JUL 29, 2014
This study used multimodal imaging to demonstrate that fundus changes in deferoxamine retinopathy were more diverse and widespread than expected from ophthalmoscopy.
The authors reviewed the charts and multimodal images of 20 patients with β-thalessemia and confirmed deferoxamine retinopathy after a minimum of 10 years of deferoxamine treatment.
The mean duration of subcutaneous deferoxamine therapy was 32.7 ± 8.7 years with a standard dose ranging from 1.5 g/day to 4.5 g/day. The mean follow-up was 19.7 months.

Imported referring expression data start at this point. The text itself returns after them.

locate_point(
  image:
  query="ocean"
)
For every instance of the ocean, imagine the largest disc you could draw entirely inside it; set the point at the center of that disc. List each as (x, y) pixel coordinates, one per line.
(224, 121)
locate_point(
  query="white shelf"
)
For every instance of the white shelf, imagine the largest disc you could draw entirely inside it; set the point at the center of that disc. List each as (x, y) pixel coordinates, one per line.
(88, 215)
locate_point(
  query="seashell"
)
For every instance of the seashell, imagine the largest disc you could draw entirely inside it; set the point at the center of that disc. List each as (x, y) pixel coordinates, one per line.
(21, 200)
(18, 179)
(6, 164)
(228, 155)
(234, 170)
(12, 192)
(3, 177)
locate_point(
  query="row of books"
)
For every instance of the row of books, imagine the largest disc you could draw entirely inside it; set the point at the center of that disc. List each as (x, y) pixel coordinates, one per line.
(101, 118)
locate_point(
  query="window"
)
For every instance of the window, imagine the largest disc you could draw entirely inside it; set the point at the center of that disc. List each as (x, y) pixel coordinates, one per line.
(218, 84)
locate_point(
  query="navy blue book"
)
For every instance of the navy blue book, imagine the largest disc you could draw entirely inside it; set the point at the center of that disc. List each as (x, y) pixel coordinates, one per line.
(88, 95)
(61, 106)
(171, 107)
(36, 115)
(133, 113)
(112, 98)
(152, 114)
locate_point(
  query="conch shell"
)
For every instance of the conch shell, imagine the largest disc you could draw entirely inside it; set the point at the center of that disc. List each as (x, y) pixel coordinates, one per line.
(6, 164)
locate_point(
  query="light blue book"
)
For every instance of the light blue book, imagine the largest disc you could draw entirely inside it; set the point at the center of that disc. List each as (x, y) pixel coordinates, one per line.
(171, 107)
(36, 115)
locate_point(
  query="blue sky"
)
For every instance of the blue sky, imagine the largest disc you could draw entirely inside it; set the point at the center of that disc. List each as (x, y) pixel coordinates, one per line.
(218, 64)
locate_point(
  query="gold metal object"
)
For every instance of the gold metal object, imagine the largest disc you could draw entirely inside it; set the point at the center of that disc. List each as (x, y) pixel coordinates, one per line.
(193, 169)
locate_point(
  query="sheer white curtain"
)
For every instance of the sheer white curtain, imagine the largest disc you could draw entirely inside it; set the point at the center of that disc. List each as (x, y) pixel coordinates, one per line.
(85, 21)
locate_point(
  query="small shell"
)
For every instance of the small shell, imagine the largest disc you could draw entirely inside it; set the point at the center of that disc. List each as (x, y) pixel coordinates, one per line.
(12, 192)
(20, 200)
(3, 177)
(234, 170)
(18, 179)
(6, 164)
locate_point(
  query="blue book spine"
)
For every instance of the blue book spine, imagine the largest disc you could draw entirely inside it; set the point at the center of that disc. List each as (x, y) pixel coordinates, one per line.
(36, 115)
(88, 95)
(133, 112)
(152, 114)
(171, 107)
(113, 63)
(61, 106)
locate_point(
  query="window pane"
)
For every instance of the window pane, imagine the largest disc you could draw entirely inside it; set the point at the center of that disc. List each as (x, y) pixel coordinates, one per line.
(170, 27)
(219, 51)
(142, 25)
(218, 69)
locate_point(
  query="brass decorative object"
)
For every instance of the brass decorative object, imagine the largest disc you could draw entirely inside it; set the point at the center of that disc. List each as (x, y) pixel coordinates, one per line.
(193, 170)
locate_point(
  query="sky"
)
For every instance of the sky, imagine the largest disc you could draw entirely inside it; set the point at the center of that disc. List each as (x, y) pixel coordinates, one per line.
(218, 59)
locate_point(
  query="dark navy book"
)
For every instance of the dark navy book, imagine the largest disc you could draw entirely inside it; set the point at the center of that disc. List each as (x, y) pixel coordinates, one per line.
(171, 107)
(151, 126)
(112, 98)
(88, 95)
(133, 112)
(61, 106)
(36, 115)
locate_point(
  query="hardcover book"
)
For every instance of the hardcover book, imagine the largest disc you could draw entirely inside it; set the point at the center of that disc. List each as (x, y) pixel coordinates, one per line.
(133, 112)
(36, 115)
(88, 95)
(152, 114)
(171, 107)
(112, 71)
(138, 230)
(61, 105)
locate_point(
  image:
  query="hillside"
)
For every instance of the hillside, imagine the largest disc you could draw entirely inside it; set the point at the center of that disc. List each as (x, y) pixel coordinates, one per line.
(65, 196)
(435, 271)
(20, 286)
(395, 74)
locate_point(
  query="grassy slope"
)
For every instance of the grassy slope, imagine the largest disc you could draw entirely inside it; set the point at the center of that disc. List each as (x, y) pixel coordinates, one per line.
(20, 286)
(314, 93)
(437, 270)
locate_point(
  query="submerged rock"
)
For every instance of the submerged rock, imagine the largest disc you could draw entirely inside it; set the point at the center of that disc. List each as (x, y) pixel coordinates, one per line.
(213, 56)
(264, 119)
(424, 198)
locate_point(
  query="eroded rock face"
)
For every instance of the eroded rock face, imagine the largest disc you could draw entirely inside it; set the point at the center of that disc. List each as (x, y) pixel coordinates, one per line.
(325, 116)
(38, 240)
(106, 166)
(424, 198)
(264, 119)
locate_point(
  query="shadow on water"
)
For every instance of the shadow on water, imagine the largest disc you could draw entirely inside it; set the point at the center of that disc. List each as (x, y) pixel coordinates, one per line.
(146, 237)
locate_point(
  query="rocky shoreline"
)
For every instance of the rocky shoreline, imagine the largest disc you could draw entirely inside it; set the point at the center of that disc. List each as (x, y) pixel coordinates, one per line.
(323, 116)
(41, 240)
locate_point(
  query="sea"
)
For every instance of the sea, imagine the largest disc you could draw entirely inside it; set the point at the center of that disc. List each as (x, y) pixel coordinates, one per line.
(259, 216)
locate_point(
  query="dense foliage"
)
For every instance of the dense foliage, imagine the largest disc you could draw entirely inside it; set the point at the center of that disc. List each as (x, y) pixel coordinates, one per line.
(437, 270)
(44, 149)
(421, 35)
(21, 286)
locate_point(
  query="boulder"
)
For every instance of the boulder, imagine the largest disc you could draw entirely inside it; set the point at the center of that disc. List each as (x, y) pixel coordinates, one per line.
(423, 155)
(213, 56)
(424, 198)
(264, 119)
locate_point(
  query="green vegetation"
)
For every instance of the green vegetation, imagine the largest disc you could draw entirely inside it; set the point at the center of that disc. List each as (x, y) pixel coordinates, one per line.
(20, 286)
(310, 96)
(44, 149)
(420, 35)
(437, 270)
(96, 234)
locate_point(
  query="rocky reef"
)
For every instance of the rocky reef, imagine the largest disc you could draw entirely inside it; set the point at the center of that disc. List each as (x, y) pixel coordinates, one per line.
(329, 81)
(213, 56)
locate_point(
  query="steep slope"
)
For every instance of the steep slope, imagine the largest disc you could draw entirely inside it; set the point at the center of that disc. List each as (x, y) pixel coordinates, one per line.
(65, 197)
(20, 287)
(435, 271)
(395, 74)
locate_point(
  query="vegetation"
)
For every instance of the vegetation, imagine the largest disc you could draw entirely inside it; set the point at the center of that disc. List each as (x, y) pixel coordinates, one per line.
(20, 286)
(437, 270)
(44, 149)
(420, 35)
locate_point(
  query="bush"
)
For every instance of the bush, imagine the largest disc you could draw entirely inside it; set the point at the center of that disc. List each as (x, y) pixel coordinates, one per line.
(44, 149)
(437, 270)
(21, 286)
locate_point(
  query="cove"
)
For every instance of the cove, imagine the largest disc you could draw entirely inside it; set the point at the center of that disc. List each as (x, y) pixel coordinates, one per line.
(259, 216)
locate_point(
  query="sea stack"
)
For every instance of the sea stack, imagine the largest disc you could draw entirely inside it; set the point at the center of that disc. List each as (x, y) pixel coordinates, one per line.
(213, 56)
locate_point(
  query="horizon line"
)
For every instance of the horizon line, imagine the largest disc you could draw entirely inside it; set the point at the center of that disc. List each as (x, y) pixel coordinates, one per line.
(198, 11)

Ten patients had pattern dystrophy-like retinal pigment epithelium (RPE) changes in the macula corresponding to irregular patterns on fundus autofluorescence imaging (FAF) and/or near-infrared reflectance (NIR) on confocal laser scanning ophthalmoscope: three with butterfly-shaped changes, three with fundus flavimaculatus, three with fundus pulverlentus and one with vitelliform.
Abnormal FAF and NIR imaging corresponded to accumulation of material within the outer retina or the Bruch’s membrane-RPE complex on SD-OCT. The authors described progressive development of RPE atrophy in the areas of pattern dystrophy-like changes on follow up.
The remaining 10 patients with only minimal clinical macular changes were described to have hyper-autofluorescent dots on FAF and hyperreflective dots on NIR. These areas correlated with focal thickenings of the RPE on SD-OCT. These changes did not show progression into pattern-dystrophy like changes. These patients were on average eight years younger than the other group.
The authors conclude that deferoxamine retinopathy in β-thalessemia patients included phenotypes of varying degrees of pattern dystrophy-like changes affecting the Bruch’s membrane-RPE-photoreceptor complex. The pattern dystrophy-like changes lead to RPE atrophy over time.